The Bikes on Broadway pop-up features northbound and southbound protected lanes that stretch from First Avenue to Bayaud Avenue. The three-day trial period is meant to answer a simple question.
“What could it look like if we had bikes on Broadway?” said Molly North, executive director of BikeDenver.
For some, the answer is clear.
“I think it’s awesome,” said Denver city councilman Jolon Clark, who represents District 7.
Clark said he supports the addition of protected lanes because it encourages people in the neighborhood to visit the businesses.
“One of the driving groups behind this from the beginning has been the merchants,” Clark said.
Chia Basinger, owner of Sweet Action Ice Cream, is part of the Broadway Merchants Association, which supports the project.
“To see it actually come to fruition, it makes us really proud and has been really enjoyable,” Basinger said.
But several other business owners said they are more than skeptical of the project.
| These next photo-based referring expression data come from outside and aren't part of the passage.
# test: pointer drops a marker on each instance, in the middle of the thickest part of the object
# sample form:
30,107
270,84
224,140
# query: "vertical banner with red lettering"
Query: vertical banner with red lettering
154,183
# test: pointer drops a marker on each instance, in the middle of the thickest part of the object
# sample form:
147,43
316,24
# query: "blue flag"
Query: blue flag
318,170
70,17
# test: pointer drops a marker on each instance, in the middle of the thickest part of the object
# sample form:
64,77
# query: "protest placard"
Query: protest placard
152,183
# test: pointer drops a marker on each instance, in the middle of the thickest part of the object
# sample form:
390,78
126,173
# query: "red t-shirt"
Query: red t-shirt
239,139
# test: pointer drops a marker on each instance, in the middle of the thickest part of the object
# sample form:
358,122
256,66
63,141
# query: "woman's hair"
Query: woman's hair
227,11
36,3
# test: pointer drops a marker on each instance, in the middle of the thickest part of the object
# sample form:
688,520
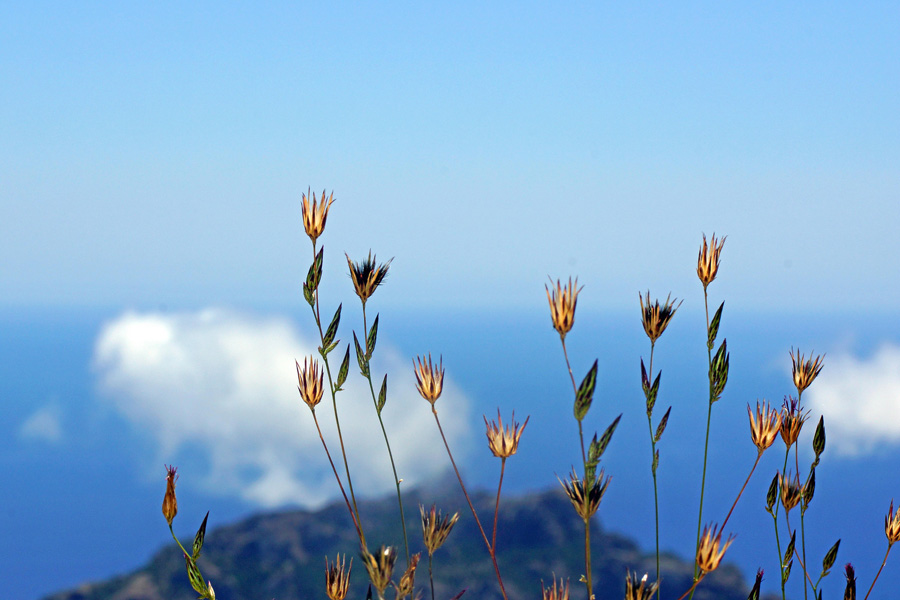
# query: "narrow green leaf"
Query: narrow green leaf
585,394
331,332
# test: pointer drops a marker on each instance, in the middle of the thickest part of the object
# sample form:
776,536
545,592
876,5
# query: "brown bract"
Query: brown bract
504,442
562,305
708,260
314,215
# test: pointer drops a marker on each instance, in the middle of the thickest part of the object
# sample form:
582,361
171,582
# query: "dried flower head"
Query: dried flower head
408,580
639,590
314,215
337,579
792,419
655,317
708,260
309,382
557,592
562,305
711,549
170,503
504,441
429,378
585,501
367,275
764,425
892,525
805,370
791,491
436,527
380,566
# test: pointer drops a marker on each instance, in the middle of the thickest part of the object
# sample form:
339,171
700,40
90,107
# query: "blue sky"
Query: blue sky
153,159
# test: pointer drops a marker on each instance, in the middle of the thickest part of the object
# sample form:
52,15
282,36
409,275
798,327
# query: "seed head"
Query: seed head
436,527
380,566
708,260
367,275
429,378
711,549
655,317
805,370
639,590
585,501
562,305
764,425
504,441
314,215
170,503
791,491
792,420
892,525
337,580
309,382
557,592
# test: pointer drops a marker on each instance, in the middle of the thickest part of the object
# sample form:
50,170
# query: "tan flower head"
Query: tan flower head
805,370
314,215
562,305
309,382
655,317
791,491
892,525
711,549
585,501
708,260
764,425
436,527
380,567
367,275
792,420
639,590
170,503
557,592
504,442
337,580
429,378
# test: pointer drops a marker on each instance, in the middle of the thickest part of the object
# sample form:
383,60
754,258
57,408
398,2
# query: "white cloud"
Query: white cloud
860,400
44,425
226,382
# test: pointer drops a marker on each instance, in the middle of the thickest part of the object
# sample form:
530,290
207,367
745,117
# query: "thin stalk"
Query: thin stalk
471,507
877,575
388,444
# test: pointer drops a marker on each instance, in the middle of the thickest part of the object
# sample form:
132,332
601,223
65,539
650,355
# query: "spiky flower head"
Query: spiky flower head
436,527
655,317
791,491
711,549
708,260
585,499
367,275
337,579
504,441
170,503
557,592
764,425
805,370
309,381
792,419
314,215
562,305
429,378
380,566
892,525
639,590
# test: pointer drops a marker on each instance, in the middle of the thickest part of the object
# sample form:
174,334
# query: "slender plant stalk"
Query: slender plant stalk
471,507
388,444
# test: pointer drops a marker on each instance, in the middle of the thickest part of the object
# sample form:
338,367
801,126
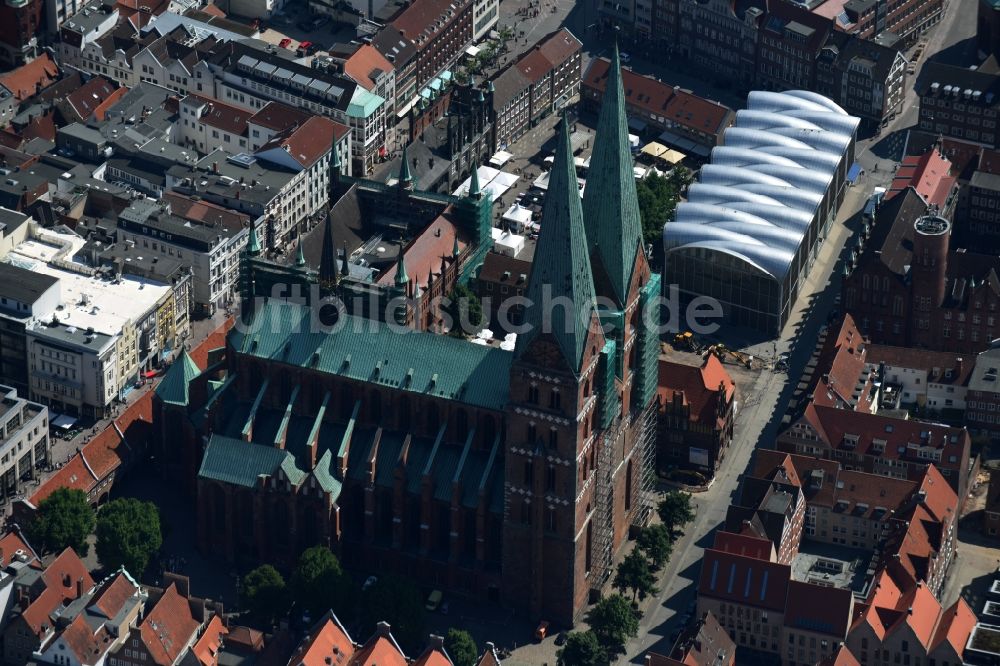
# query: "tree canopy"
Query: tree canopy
400,603
460,646
675,510
128,534
634,574
264,594
656,543
319,584
64,520
582,649
613,621
658,197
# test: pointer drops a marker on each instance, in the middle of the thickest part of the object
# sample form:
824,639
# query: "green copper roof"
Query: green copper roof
404,168
474,190
173,388
328,257
401,277
253,243
610,203
367,351
300,256
240,463
565,267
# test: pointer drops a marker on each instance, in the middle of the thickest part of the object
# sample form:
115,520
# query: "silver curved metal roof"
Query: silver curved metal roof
726,175
767,120
758,198
732,156
744,137
791,100
707,193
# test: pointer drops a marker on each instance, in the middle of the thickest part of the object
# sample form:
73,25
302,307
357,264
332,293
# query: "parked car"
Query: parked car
542,630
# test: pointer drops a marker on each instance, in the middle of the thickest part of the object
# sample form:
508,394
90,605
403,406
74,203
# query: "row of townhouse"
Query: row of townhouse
777,45
781,578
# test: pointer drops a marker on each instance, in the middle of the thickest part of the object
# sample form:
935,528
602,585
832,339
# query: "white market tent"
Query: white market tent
500,158
518,217
492,181
509,244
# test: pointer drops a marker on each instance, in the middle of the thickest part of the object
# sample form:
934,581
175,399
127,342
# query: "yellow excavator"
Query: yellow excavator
721,351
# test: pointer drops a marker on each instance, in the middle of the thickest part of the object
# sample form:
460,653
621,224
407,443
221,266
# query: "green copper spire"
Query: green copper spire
328,260
401,277
610,204
300,256
564,271
405,178
253,243
474,190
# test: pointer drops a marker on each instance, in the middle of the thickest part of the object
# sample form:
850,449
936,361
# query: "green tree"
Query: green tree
64,520
675,510
658,197
319,584
613,621
400,603
582,649
634,574
128,534
465,311
657,544
264,594
461,647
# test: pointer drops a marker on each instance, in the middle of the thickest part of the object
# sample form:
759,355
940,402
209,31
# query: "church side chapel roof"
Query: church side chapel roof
367,351
231,460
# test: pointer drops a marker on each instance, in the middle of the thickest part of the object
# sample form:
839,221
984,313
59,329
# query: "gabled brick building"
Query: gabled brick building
697,408
909,286
512,476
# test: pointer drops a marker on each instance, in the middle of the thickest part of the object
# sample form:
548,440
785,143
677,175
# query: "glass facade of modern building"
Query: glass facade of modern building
757,215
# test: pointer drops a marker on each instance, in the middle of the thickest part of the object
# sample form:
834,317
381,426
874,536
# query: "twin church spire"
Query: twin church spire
604,228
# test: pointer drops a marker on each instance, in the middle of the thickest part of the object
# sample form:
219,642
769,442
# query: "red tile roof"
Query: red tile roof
929,174
86,644
819,608
699,388
363,63
64,578
421,17
327,640
168,628
379,651
744,580
12,542
955,626
842,657
111,595
221,116
423,254
85,100
214,340
206,650
31,78
278,116
655,97
942,366
742,544
309,141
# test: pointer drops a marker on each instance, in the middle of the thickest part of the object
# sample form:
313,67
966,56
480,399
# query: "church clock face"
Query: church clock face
545,353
Several retailers and restaurants along the stretch said they’re seeing less traffic than normal and believe it is because the bike lanes eliminated parking on the east side of Broadway.
“I have never seen that many cars, swirling around, driving … looking for parking spaces,” said Sarah Lilly-Ray, owner of True Love Shoes and Accessories.
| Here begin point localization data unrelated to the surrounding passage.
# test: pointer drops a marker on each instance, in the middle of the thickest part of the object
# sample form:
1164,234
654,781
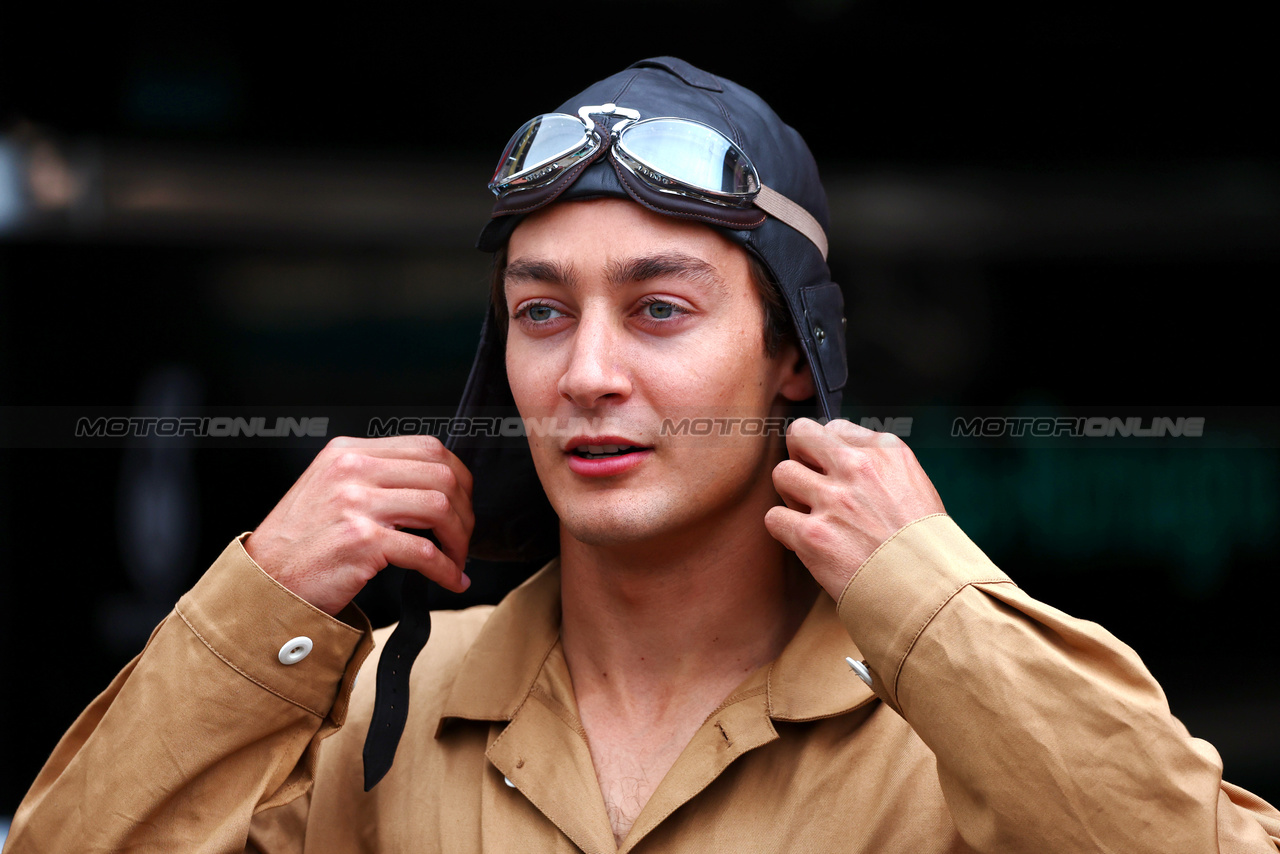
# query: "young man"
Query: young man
689,674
“We were lucky. We drove around about a four block radius to find this spot,” said David Kunsemiller, who drove to South Broadway to eat dinner with friends on Saturday evening.
Clark said the fight for parking is nothing new and said it’s even more reason to add bike lanes.
“We are not going to solve that parking problem or that congestion problem by adding more lanes of traffic to Broadway,” Clark said. “How we’re going to solve that is if we can take 10 percent of people out of their cars, put them on bike lanes. Improve their quality of life.”
“I think in magical, unicorn land that would be a really awesome concept,” Lilly-Ray said. “But there’s people that don’t live around the corner, there’s people that don’t live close enough to bike.”
Basinger said that’s what makes the pop-up project a good experiment.
“I think the parking is a concern and we would try to find a design that wouldn’t involve a loss of parking,” he said.
“Understanding what the concerns are,” North said. “Is it parking? Is it travel time? All of it is valid and all of it is part of the planning process.”
The bike lanes will remain in place through the day Sunday and then return to normal. If the idea continues to move forward, the city will consider lanes for the longer stretch of Broadway from Colfax down to Interstate 25.